Beer is now legally off-limits for Vietnamese teens, but it’s unclear if the regulations will effectively deter underage drinking.

Phu Nu reports that the Vietnamese government recently issued Decree 98 regarding punitive measures against illegal commercial activities according to the Law on Prevention and Control of Harms of Liquor and Beer Abuse. 

The decree, which will take effect from October 15, dictates that selling beer and liquor to those under 18 years old will result in a fine of VND500,000–1 million. Before, only liquor was listed as an alcoholic beverage that sales of could be fined.

Additionally, the decree states that a penalty of VND3–5 million is imposed on alcohol producers hiring workers under 18 years old for alcohol production or trade. Selling beer or liquor via vending machines or at places where such drinks are prohibited also carries a similar penalty.

Earlier this year, the new draft alcohol consumption law became valid, which includes policies that forbid forcing, encouraging or enticing others to drink alcohol. However, some National Assembly members, such as Phạm Thị Minh Hiền from Phu Yen Province, felt that stricter regulations are needed to keep young Vietnamese away from alcohol.
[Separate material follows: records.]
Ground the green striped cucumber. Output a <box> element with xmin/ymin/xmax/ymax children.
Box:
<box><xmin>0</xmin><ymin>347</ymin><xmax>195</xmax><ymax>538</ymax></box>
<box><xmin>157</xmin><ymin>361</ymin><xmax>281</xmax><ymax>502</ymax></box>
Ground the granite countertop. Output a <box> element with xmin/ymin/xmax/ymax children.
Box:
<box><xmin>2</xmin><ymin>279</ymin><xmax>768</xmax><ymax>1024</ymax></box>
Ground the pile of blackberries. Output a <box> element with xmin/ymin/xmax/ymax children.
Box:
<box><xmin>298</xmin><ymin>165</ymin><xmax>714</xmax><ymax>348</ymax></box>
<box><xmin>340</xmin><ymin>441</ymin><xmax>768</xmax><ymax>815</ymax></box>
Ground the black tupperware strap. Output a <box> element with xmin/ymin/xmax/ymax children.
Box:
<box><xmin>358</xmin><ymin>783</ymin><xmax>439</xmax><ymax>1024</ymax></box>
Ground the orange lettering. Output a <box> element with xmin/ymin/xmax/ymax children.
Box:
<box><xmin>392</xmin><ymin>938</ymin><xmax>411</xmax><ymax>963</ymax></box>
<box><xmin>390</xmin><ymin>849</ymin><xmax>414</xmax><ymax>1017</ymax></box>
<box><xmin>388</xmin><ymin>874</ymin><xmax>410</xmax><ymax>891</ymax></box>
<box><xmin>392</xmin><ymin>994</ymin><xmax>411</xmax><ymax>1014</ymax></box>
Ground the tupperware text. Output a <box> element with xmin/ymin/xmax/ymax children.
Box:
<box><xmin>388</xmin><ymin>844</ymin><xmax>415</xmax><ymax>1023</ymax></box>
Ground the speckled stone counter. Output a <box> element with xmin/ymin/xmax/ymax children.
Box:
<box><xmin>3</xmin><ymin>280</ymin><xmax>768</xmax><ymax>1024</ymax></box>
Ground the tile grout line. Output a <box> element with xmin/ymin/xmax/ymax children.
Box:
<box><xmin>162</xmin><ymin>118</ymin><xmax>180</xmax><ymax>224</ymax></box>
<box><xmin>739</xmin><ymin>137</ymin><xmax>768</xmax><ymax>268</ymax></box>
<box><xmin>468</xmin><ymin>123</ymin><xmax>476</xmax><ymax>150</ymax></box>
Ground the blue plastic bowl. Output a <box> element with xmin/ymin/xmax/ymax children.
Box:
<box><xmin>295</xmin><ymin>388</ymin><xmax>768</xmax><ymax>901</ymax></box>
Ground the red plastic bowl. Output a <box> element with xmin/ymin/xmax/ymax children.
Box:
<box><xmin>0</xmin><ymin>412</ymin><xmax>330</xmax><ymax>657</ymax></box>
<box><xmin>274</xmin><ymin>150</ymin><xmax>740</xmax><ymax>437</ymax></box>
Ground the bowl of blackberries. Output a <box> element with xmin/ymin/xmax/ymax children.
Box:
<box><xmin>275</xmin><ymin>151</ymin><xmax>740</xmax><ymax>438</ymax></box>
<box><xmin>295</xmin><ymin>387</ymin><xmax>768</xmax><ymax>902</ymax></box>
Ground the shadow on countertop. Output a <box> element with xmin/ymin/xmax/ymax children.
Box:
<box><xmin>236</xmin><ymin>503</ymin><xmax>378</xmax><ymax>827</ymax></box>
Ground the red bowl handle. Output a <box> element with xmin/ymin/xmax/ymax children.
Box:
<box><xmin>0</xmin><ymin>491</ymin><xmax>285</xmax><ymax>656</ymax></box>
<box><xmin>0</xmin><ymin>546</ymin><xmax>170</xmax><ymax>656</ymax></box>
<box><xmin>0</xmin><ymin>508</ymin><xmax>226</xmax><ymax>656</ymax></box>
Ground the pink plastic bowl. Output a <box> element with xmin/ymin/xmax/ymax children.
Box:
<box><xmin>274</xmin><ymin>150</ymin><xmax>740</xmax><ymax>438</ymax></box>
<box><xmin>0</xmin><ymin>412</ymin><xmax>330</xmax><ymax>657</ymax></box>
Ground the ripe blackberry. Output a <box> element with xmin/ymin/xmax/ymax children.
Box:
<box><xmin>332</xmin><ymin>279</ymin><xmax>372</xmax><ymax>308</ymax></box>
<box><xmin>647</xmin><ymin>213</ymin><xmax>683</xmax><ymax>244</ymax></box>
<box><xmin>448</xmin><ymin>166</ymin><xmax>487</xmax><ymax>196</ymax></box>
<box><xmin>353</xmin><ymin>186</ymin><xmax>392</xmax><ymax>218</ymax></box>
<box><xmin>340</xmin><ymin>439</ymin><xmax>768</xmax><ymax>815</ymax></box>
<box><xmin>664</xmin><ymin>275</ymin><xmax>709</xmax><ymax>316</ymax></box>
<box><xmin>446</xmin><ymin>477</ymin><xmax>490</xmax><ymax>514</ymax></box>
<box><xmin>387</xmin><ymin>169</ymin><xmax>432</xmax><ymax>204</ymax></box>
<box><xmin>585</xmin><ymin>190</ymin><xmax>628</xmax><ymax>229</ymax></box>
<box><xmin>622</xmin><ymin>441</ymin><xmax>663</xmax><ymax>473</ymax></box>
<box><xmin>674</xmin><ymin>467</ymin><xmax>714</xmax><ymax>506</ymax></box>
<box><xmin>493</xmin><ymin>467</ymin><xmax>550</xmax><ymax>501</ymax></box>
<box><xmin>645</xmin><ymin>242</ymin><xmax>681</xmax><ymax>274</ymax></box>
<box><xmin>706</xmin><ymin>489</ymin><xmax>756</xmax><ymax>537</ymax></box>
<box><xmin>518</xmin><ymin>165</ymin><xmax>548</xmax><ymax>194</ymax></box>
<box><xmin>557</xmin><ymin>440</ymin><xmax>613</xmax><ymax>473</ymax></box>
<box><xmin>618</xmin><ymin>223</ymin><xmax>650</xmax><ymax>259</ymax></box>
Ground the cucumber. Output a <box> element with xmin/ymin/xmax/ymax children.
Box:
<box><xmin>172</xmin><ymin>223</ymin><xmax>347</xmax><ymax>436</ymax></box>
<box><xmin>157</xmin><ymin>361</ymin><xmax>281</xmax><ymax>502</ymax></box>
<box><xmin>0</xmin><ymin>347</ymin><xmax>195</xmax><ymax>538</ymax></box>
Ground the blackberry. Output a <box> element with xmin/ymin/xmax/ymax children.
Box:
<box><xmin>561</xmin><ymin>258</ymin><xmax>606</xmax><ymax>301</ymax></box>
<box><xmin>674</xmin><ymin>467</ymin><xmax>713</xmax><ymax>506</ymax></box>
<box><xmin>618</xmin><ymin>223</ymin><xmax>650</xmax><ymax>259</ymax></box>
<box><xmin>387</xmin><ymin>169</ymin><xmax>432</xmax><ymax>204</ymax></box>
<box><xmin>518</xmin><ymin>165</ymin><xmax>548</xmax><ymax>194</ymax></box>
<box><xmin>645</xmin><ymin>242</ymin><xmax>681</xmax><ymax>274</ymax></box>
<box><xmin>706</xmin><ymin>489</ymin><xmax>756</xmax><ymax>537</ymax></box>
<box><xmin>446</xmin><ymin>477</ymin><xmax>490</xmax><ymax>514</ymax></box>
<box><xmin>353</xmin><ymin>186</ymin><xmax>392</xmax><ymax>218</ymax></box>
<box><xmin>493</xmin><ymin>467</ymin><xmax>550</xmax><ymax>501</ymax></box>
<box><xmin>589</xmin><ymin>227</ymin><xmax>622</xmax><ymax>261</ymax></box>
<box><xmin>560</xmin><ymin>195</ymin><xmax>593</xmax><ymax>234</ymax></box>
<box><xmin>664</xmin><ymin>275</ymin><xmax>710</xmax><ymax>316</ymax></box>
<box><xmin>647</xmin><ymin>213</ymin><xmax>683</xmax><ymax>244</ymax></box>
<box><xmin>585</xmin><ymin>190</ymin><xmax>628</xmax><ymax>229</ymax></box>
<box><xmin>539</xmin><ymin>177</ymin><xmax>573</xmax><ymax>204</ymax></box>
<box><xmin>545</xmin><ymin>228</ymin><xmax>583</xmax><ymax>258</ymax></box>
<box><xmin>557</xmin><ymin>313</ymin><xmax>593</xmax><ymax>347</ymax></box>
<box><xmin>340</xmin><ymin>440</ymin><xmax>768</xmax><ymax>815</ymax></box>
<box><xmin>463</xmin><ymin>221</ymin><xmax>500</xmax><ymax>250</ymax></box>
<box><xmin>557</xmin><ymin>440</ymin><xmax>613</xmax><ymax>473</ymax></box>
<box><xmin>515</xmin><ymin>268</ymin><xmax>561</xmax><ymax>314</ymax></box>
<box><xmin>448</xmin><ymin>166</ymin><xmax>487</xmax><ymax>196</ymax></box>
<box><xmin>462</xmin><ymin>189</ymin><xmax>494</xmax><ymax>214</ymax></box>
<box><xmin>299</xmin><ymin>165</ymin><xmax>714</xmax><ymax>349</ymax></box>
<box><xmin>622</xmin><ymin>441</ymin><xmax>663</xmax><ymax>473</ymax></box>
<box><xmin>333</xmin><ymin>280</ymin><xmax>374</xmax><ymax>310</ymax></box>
Hiền quoted statistics from research showing that as many as 87.6% of children in a study had consumed an alcoholic beverage without knowing. While the law is very detailed in regulating beer and liquor, it does not account for the range of alcoholic drinks actually available on the market, some of which are advertised as “cider,” “fermented fruit drinks” or “sparkling juices.” A portion of these drinks have similar ABV levels to that of beer.